While civil disobedience can certainly be a key driver of structural shifts in any country, Gardner and Wordley’s clarion call strikes the wrong note. Environmental scientists are expected to supply answers to cognitive questions not normative ones. Their public authority depends greatly on not conflating the two. They are not analogous to cancer specialists recommending treatment to a patient at risk of death. Yes, the Earth system is being forced to change significantly courtesy of human actions. But the meaning of this ‘wicked problem’ and the basket of possible solutions must be determined by politicians, businesses and citizens. It is not, and will not be, universally recognized as a ‘crisis’ or a ‘catastrophe’, however frustrating that may be to many concerned scientists.

Those of us in the research community who want to see profound socioeconomic and cultural change are entitled to be dismayed by the foot dragging of Donald Trump, Scott Morrison and other political leaders. But as scientists, there is another option to civil disobedience. We need a major drive towards scientific inquiry that is directly framed by political goals and policy options, such as those related to the Sustainable Development Goals. This involves working closely with social scientists and humanists, and with non-academic stakeholders, to identify alternative future scenarios predicated on diverse human values and goals. The practical and technological means of achieving these goals is a scientific question properly predicated on normative reasoning and possessed of normative implications. Answering questions about means in the light of values and goals requires rigorous inquiry. But which values and goals win out in the medium-to-long term is, in the widest sense, a political matter not a scientific one. The cognitive-normative distinction is these days a delicate one, but maintaining it matters for science and the wider society.

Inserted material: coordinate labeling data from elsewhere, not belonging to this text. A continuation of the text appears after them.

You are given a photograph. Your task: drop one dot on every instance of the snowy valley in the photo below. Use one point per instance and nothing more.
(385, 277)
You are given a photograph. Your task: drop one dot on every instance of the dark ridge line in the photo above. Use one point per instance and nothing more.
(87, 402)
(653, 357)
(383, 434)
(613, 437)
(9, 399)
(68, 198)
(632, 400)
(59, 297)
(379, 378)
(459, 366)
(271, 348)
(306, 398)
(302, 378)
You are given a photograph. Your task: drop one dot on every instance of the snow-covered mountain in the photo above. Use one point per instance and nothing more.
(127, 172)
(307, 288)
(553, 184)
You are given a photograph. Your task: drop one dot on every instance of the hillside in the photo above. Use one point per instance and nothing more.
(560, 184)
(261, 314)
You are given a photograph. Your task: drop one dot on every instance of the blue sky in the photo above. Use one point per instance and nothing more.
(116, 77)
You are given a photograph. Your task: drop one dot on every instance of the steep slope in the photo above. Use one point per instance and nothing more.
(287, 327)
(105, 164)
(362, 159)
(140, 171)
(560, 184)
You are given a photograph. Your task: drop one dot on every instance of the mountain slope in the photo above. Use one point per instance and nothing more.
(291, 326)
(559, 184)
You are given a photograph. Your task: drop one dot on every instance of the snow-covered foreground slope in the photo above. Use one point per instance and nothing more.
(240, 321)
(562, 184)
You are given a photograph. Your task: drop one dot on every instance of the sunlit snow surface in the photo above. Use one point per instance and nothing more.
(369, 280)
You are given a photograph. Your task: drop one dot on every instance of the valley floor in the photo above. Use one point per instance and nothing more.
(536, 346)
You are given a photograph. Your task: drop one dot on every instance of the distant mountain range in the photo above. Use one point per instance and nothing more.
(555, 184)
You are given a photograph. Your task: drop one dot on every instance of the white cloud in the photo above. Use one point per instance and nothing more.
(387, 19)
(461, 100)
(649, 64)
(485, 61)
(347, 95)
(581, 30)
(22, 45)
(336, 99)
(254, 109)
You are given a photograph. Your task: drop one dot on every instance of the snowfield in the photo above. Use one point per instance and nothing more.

Future Earth, the new platform for global change research, is one of several arenas where attempts are being made to make environmental science speak to questions of politics and policy. Another is the Intergovernmental Platform on Biodiversity and Ecosystem Services. The Intergovernmental Panel on Climate Change may well evolve in this direction, as Working Group III assumes increased importance. Such arenas allow scientists to use their skills to good effect without them politicizing their expertise unduly and thereby risking science’s credibility.